KKSO
- Mitchellville, Iowa; United States;
- Broadcast area: Des Moines, Iowa
- Frequency: 88.9 MHz
- Branding: Studio One

Programming
- Format: Adult album alternative
- Network: Iowa Public Radio
- Affiliations: NPR, American Public Media

Ownership
- Owner: Iowa Public Radio, Inc.

History
- First air date: 2005 (as KDMR)
- Former call signs: KDMR (2003–2011); KICJ (2011–2024);
- Call sign meaning: Studio One

Technical information
- Licensing authority: FCC
- Facility ID: 90336
- Class: A
- ERP: 1,000 watts
- HAAT: 72 meters (236 ft)
- Transmitter coordinates: 41°40′05″N 93°19′43″W﻿ / ﻿41.66806°N 93.32861°W
- Translators: 94.1 K231DI (Des Moines); 97.7 K249EJ (Des Moines);

Links
- Public license information: Public file; LMS;
- Webcast: Listen live
- Website: iowapublicradio.org

= KKSO (FM) =

KKSO (88.9 FM), formerly KICJ, is a radio station licensed to Mitchellville, Iowa, serving the Des Moines area. The station is owned by Iowa Public Radio (IPR), and carries the network's adult album alternative service.

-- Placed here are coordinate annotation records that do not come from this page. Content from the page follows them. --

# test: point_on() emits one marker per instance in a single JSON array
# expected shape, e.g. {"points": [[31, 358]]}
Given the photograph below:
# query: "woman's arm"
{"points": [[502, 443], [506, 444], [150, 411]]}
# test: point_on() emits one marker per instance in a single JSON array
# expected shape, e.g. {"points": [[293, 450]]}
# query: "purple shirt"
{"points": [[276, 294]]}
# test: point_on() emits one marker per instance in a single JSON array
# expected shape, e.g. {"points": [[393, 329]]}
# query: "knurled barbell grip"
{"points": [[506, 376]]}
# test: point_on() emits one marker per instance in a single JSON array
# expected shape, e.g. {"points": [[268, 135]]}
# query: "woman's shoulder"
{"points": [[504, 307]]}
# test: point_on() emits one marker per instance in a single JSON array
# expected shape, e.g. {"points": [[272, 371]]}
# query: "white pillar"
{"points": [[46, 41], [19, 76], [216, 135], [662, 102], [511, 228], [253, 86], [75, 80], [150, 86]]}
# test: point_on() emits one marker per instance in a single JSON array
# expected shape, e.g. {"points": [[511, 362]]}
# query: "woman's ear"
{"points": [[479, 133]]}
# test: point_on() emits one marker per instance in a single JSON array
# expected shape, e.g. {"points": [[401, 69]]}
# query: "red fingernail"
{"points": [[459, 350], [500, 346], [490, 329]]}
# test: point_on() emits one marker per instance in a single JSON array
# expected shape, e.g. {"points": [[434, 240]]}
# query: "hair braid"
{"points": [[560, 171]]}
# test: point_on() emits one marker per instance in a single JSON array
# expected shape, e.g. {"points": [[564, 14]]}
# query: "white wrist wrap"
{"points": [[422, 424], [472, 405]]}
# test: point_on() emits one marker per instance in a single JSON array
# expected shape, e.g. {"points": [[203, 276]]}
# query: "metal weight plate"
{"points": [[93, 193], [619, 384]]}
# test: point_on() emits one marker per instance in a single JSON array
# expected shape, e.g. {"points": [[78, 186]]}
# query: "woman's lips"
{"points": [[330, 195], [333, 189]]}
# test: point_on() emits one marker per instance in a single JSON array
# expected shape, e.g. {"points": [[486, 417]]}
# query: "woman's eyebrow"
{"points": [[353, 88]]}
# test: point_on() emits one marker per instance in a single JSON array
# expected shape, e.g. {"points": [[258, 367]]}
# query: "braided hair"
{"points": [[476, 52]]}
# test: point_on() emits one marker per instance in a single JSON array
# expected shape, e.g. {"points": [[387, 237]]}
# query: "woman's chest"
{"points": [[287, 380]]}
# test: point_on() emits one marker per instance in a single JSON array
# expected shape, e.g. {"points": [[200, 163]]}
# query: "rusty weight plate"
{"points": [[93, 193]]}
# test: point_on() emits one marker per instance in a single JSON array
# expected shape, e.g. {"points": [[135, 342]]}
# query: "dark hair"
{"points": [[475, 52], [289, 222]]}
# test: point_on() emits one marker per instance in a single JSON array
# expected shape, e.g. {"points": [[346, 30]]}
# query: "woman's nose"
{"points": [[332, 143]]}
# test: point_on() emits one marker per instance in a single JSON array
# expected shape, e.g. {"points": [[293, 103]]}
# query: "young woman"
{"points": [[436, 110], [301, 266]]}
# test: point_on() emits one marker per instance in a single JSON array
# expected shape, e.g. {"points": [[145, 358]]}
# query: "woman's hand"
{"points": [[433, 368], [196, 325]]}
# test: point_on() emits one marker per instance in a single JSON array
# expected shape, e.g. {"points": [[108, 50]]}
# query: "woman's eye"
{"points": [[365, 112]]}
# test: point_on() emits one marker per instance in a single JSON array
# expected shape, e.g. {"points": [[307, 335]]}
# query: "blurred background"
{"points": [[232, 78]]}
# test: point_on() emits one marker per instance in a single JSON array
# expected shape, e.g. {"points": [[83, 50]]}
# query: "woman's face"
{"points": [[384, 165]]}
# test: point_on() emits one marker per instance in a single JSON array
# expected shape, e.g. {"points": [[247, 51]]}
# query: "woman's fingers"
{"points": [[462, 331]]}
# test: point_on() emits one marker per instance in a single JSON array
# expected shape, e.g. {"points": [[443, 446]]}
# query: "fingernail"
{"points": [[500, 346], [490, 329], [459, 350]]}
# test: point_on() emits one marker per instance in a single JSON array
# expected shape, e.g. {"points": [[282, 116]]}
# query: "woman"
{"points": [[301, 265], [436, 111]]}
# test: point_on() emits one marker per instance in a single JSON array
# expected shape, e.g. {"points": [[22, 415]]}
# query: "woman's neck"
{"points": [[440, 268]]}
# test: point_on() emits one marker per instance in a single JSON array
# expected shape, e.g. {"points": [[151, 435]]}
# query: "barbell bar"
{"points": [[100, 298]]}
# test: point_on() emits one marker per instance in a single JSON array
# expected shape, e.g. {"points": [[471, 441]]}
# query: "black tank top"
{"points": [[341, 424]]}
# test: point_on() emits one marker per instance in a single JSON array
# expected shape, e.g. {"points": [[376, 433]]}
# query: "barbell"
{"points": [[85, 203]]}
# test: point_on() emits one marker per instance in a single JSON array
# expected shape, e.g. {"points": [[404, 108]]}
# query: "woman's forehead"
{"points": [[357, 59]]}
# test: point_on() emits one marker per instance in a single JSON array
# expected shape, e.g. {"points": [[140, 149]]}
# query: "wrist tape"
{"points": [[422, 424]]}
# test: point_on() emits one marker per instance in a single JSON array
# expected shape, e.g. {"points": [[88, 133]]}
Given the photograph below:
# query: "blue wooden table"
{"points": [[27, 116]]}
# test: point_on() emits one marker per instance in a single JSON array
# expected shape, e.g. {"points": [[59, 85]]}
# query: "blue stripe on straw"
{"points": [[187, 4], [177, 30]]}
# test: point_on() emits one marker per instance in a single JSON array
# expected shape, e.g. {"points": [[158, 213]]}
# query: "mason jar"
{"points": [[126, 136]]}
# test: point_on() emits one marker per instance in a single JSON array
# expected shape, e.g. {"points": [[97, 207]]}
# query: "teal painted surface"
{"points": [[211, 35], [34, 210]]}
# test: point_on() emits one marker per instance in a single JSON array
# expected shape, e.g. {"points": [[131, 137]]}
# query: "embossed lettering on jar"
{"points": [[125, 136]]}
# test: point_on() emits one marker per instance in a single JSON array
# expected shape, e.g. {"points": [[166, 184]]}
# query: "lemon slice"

On August 29, 2024, KICJ changed its format from classical to adult alternative, branded as "Studio One" under new KKSO call letters. It and translator K231DI (94.1 FM) were the first 24-hour outlets for "Studio One"; IPR had already offered a 24-hour Internet radio feed of the format, but its programming was otherwise carried at night on FM stations that carry news programming during the day, including WOI-FM. While the call sign was chosen by IPR to reflect the "Studio One" identity, it was previously used in Des Moines on 1390 AM as a tribute to the original KSO.